Cell Phone Etiquite

Probably not since Eli Whitney’s cotton gin has there been such an influential invention as the cellular telephone. Good ol’ Mr. Bell, inventor of the standard, tied-down phone in 1876, may or may not have imagined his phones would shed their restrictive cords, enabling friends to find each other at shopping malls, stranded drivers to call for assistance, and patrons of restaurants to become annoyed at more than just the slow service.

With these great abilities derived from tiny talking devices, there are great responsibilities, as Uncle Ben would remind us. We cannot go about wielding these devices in such a manner that is displeasing to God, let alone displeasing to the general public. And don’t get me wrong, I know most people know how to use a cell phone, and most people use it appropriately. But there is a small contingency of cell phone users who should re-evaluate their cell phone etiquette level.

Rule 1: Silencio el teléfono por favor!

There is not much more vexing than a ringtone sounding during a class, a meeting or a chapel. Not that this is ever intentional; in fact, it’s usually quite embarrassing. If you are one of those people who just forgets to put it on vibrate, don’t worry; there is a solution. Have your roommate keep you accountable allowing him or her to take away your phone for the rest of the day every time your phone sounds at an inopportune time. After a couple failures, every time you enter a class, you will make sure your phone is silent. A far simpler alternative is to always leave your phone on vibrate — that reduces your chances of embarrassing phone rings to 0 percent.

Rule 2: Unless you are televentriloquist, we can hear you.

Have you ever been on a really great phone conversation, maybe with a friend from out of town, and it feels like you’re the only ones in the room? Those are great conversations, but unless you want to include everyone around you in them, it’s best to find a quiet, secluded place. Take a walk around campus or go by the creek. This also applies to using your phone during classes. No matter how large the size of the room, no matter how low the whisper, people can hear you, and you don’t want to run the risk of upsetting those who listen, even in boring lectures. If it is imperative you communicate with someone, you could leave the room to talk or text message, if you’re into that. Just don’t let it get out of control; I’m no professor, but I’m sure they don’t appreciate students clickety-clicking on their phones during class. Most of the time, it can wait until after class.
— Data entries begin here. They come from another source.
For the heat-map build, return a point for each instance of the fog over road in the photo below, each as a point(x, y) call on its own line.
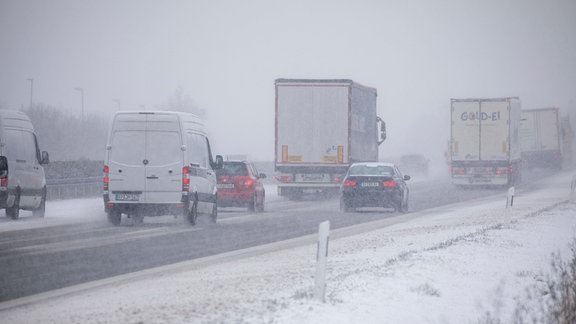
point(39, 255)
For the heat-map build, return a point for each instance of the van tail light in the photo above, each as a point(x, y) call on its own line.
point(389, 184)
point(185, 180)
point(106, 178)
point(349, 183)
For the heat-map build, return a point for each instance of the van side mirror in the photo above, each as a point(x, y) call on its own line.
point(3, 167)
point(45, 158)
point(218, 163)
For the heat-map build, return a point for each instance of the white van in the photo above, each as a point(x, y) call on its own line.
point(22, 179)
point(159, 163)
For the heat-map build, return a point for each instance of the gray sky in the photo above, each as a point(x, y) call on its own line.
point(227, 54)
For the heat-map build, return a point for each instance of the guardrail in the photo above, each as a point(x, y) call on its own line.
point(71, 188)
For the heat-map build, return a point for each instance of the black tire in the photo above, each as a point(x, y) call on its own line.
point(260, 207)
point(214, 214)
point(137, 219)
point(345, 207)
point(114, 217)
point(40, 212)
point(192, 214)
point(252, 204)
point(14, 211)
point(405, 205)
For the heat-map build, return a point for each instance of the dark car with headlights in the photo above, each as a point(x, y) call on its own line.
point(239, 185)
point(374, 184)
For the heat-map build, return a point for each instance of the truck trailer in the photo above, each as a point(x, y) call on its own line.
point(541, 138)
point(323, 126)
point(485, 143)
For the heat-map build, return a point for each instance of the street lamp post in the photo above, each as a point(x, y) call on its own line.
point(81, 90)
point(31, 91)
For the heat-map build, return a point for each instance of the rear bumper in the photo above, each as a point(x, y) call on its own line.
point(386, 199)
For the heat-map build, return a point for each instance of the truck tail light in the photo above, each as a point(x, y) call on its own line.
point(106, 178)
point(284, 179)
point(185, 180)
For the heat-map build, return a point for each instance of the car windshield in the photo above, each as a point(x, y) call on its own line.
point(233, 169)
point(380, 170)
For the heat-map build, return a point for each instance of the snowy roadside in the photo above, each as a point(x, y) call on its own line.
point(452, 264)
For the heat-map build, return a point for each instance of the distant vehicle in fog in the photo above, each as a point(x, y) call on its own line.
point(323, 126)
point(541, 137)
point(22, 178)
point(414, 164)
point(159, 163)
point(374, 184)
point(239, 185)
point(485, 146)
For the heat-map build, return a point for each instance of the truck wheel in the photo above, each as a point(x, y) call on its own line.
point(14, 211)
point(114, 217)
point(41, 210)
point(137, 219)
point(192, 215)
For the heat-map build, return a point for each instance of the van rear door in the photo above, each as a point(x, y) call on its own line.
point(164, 160)
point(126, 170)
point(145, 159)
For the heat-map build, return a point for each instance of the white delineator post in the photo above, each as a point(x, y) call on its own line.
point(321, 258)
point(510, 198)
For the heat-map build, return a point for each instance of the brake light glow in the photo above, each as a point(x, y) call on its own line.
point(106, 178)
point(248, 183)
point(185, 179)
point(284, 179)
point(349, 183)
point(389, 184)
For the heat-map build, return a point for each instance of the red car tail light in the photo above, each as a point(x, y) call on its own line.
point(389, 184)
point(248, 183)
point(349, 183)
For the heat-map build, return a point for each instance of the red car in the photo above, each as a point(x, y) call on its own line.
point(239, 185)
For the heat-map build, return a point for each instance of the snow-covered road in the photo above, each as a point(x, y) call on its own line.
point(454, 264)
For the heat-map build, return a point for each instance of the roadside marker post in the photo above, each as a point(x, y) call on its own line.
point(572, 187)
point(321, 259)
point(510, 198)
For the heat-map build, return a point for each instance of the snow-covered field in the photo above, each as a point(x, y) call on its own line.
point(455, 264)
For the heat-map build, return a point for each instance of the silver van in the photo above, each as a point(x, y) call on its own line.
point(22, 178)
point(159, 163)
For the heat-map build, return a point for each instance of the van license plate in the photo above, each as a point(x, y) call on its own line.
point(128, 197)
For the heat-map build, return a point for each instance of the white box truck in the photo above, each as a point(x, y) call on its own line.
point(541, 138)
point(323, 126)
point(485, 143)
point(159, 163)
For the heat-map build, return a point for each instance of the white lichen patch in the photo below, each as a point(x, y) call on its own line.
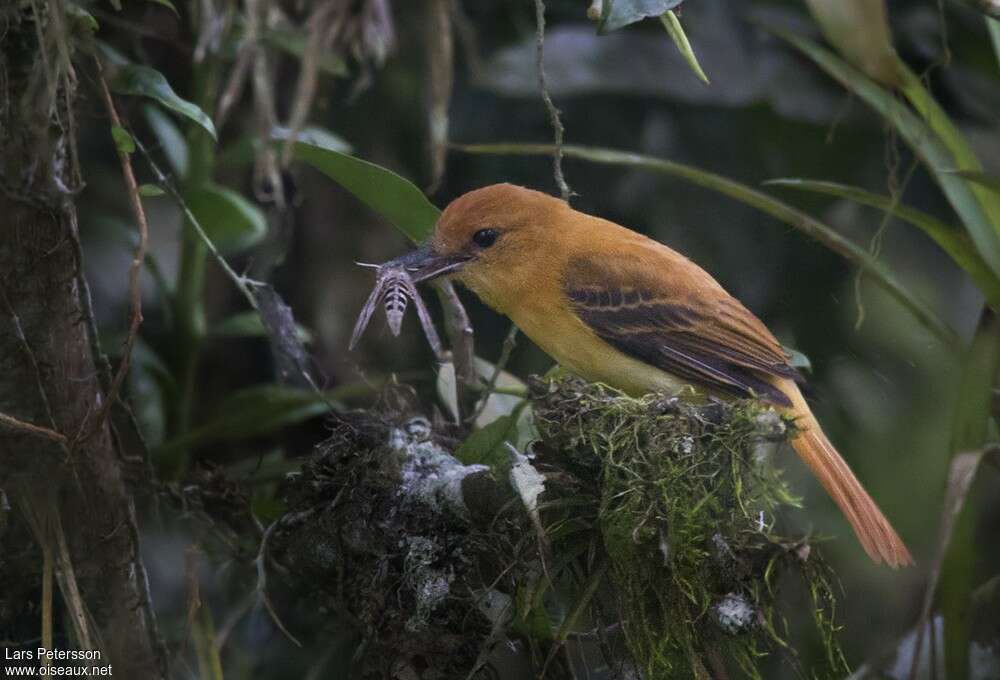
point(526, 480)
point(430, 585)
point(430, 474)
point(735, 614)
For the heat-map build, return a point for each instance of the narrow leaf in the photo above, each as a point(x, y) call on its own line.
point(143, 81)
point(859, 29)
point(617, 14)
point(166, 3)
point(676, 32)
point(123, 140)
point(921, 138)
point(249, 325)
point(964, 156)
point(397, 199)
point(970, 432)
point(486, 445)
point(150, 190)
point(171, 139)
point(231, 221)
point(792, 216)
point(253, 412)
point(951, 239)
point(991, 182)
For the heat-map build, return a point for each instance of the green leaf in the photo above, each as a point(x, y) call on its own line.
point(859, 29)
point(295, 42)
point(993, 26)
point(81, 17)
point(395, 198)
point(231, 222)
point(143, 81)
point(767, 204)
point(921, 138)
point(150, 190)
point(171, 139)
point(253, 412)
point(798, 360)
point(971, 431)
point(123, 140)
point(166, 3)
point(486, 446)
point(991, 182)
point(244, 151)
point(617, 14)
point(249, 325)
point(952, 240)
point(964, 157)
point(676, 32)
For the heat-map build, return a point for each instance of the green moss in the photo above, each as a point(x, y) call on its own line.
point(686, 502)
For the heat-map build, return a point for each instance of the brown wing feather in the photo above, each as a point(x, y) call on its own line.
point(698, 332)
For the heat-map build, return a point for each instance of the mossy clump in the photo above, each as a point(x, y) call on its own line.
point(686, 500)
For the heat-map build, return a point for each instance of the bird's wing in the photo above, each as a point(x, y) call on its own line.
point(681, 322)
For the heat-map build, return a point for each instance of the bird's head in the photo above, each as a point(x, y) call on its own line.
point(483, 237)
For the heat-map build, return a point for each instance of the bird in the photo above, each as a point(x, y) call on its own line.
point(616, 307)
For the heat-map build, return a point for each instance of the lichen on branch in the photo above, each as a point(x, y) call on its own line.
point(659, 548)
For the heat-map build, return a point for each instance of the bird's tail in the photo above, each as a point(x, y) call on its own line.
point(873, 530)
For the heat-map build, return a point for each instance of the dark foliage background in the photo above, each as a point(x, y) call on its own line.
point(883, 387)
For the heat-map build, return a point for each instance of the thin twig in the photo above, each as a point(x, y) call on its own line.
point(241, 282)
point(30, 354)
point(440, 75)
point(15, 424)
point(553, 112)
point(506, 349)
point(462, 342)
point(262, 584)
point(135, 269)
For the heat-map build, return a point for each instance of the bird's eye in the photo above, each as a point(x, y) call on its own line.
point(484, 238)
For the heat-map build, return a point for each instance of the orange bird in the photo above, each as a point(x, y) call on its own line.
point(616, 307)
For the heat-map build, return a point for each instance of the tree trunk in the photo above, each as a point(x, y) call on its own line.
point(67, 480)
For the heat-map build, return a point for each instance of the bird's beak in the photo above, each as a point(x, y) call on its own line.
point(425, 264)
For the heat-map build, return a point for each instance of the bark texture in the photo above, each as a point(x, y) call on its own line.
point(72, 491)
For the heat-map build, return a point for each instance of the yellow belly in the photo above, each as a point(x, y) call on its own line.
point(575, 346)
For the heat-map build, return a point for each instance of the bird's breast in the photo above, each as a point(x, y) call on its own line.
point(552, 325)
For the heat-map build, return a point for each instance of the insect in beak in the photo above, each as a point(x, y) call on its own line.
point(423, 264)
Rule 3: Try letting go once in a while.

This is more of a suggestion, but if you’re feeling daring, try going without your phone for a while. Cell phones have only been around since the mid-‘80s, and only since the ‘90s have they saturated the culture. Before then, people managed to live normal, healthy lives. They met at predetermined places; they made time to meet face-to-face with each other, and even wrote letters — sent them with a stamp and everything. When I was a freshman, I took my English 110A and 110B classes with adjunct Larry Smith. He shocked our class when he told us he had never owned a cell phone, and somehow he is still breathing.

In closing, be conscientious of your cell phone usage. While convenient, it can also be distracting. As a paraphrased 1 Corinthians 10:31 says, so whether you dial or text or whatever you do, do it all for the glory of God.